At this point, He Ara Oranga passes from our hands to the Government’s.
Others will be tasked with assessing it, weighing options and preparing a response. Like us, they will be acutely aware of the hopes and high expectations of all those who participated in the Inquiry process.
We have set a clear path for the future. In saying this, we are aware that as our report moves out of our control, other issues come into play. They include the decisions the Government takes, any flow-on effects (including to the range of other inquiries and reviews that are under way), the available resources and how quickly changes can be implemented.
These are not things we can predict. In preparing our recommendations, we knew there would be issues around phasing, resourcing and how quickly some decisions could be implemented. Our approach has been to identify how to support real and decisive change, while other processes are under way.
That is why we have given precedence to the service co-design process, but have been silent about whether or when a new mental health and wellbeing strategy should be developed. We see little value in putting effort into a formal strategy at this point. The direction is clear and can guide decision-making from this point. Implementing the Government’s decisions on this inquiry should be the priority, and progress should be monitored by the new Mental Health and Wellbeing Commission. Development of a strategy may be useful in the future. That option should be left open.
We recognise that funding will be required to extend access to, and choice of, mental health and addiction services. We have suggested some areas where decisions around early investment can be made easily, while a full staged funding path is developed and agreed. Additional resources will also be required to implement the other recommendations in this report.
Legislation will be required to establish the new Mental Health and Wellbeing Commission. The legislative process may take some time, but we need a change agent now. We suggest that a ministerial advisory committee be established as an interim body while the Commission is being set up, to lead or participate in urgent tasks.
We have not specified which agency should develop a new suicide prevention strategy and implementation plan. We are aware that the Ministry of Health has already completed significant preparatory work for the strategy. The strategy and implementation plan need to be completed urgently and funded, probably before new organisations can be established. Similarly, we have not specified where our proposed suicide prevention office should reside. This will depend on the wider decisions the Government makes around agency roles and functions.
We emphasise that our recommendations are intended to work together as a cohesive and comprehensive package for change, which builds on the structures and systems in place now.
Over the course of the Inquiry, there were significant structural and system issues we discussed at length. We comment on these issues throughout Part 2 of this report, including concerns about the current district health board model and the transformation required in the primary health care sector (chapter 5). Part way through the Inquiry, the Government established the Health and Disability Sector Review. That review has a wider scope than our Inquiry, and is better placed to consider broader issues such as the future structures, roles and functions in the health and disability system, including the establishment of a Māori health commission or ministry. We refer these important issues to the Health and Disability Sector Review for its consideration.

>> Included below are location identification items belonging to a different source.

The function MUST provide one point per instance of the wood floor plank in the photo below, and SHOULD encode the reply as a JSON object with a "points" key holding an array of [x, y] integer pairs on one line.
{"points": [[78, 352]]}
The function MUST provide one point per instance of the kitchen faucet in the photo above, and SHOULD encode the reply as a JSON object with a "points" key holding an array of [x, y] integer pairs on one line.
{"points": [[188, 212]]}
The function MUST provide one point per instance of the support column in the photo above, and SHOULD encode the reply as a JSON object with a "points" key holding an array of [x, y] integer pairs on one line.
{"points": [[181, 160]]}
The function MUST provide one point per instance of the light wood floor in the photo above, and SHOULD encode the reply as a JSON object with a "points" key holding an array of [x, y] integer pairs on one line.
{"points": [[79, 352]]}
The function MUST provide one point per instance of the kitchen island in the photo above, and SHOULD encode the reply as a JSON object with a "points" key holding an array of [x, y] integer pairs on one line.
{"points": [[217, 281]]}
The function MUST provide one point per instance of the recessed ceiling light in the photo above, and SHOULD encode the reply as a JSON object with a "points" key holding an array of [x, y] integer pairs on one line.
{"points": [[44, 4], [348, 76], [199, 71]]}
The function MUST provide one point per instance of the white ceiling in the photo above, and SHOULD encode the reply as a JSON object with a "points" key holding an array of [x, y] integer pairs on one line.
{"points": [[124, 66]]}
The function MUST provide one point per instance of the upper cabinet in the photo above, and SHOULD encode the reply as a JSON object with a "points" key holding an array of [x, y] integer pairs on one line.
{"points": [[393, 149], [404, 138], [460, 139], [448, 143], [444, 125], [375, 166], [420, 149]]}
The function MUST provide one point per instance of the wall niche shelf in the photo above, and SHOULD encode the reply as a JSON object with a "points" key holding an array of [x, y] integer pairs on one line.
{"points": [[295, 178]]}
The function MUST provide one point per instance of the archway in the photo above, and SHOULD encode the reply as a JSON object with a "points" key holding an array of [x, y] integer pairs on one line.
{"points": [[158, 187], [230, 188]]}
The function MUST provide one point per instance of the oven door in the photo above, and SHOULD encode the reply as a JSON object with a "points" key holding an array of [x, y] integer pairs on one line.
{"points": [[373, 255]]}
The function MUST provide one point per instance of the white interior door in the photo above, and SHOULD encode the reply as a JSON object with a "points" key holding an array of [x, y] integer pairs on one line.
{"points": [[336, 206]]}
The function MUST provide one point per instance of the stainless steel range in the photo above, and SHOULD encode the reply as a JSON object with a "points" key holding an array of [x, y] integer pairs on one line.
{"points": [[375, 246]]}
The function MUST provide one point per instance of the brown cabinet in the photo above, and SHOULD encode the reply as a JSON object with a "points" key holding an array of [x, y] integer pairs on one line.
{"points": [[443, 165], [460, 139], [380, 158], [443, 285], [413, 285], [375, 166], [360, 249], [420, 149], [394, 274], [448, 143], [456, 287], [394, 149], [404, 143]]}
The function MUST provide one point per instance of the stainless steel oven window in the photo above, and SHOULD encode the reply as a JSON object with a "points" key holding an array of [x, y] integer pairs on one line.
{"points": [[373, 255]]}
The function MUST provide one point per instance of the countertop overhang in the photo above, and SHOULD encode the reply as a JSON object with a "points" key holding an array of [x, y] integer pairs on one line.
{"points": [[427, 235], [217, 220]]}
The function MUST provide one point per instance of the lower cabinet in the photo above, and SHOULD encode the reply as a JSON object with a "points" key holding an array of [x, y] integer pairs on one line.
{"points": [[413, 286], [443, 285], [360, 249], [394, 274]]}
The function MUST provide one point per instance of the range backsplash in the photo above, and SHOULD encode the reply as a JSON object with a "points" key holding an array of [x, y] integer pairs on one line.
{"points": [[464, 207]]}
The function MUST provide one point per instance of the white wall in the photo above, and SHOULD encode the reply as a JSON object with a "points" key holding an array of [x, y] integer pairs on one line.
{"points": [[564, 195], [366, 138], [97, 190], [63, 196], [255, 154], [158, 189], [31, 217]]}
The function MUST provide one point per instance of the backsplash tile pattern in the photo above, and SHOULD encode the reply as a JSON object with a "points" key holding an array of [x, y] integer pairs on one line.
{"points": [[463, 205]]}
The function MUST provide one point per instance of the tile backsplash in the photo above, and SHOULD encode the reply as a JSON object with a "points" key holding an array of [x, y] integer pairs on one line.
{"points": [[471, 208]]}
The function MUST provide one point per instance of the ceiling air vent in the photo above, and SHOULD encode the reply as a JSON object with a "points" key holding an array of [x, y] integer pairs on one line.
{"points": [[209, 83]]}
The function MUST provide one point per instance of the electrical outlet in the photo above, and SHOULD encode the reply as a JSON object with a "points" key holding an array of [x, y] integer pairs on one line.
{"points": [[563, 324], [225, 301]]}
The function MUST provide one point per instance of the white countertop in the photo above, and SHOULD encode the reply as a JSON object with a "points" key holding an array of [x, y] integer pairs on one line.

In closing, we respond to the call we heard from people up and down the country for a collective and enduring political commitment to improved mental health and wellbeing in New Zealand.
Mental health is too important to be a political football. Although different parties have differing priorities, we believe they all share a commitment to improved mental health and wellbeing in New Zealand. We think an opportunity exists for politicians to work together on these important issues. Similar initiatives are in place in the United Kingdom and Canada, and some support exists for a similar concept in New Zealand. We note that a cross-party working group on drug harm reduction already exists.
We recommend the establishment of some form of cross-party working group on mental health and wellbeing, supported by a secretariat. This would provide an opportunity for members of the House of Representatives to collaborate and advocate for education, leadership and legislative progress on mental health and wellbeing. It would also provide a forum for members to collectively connect with New Zealanders about mental health and wellbeing on topical issues of concern.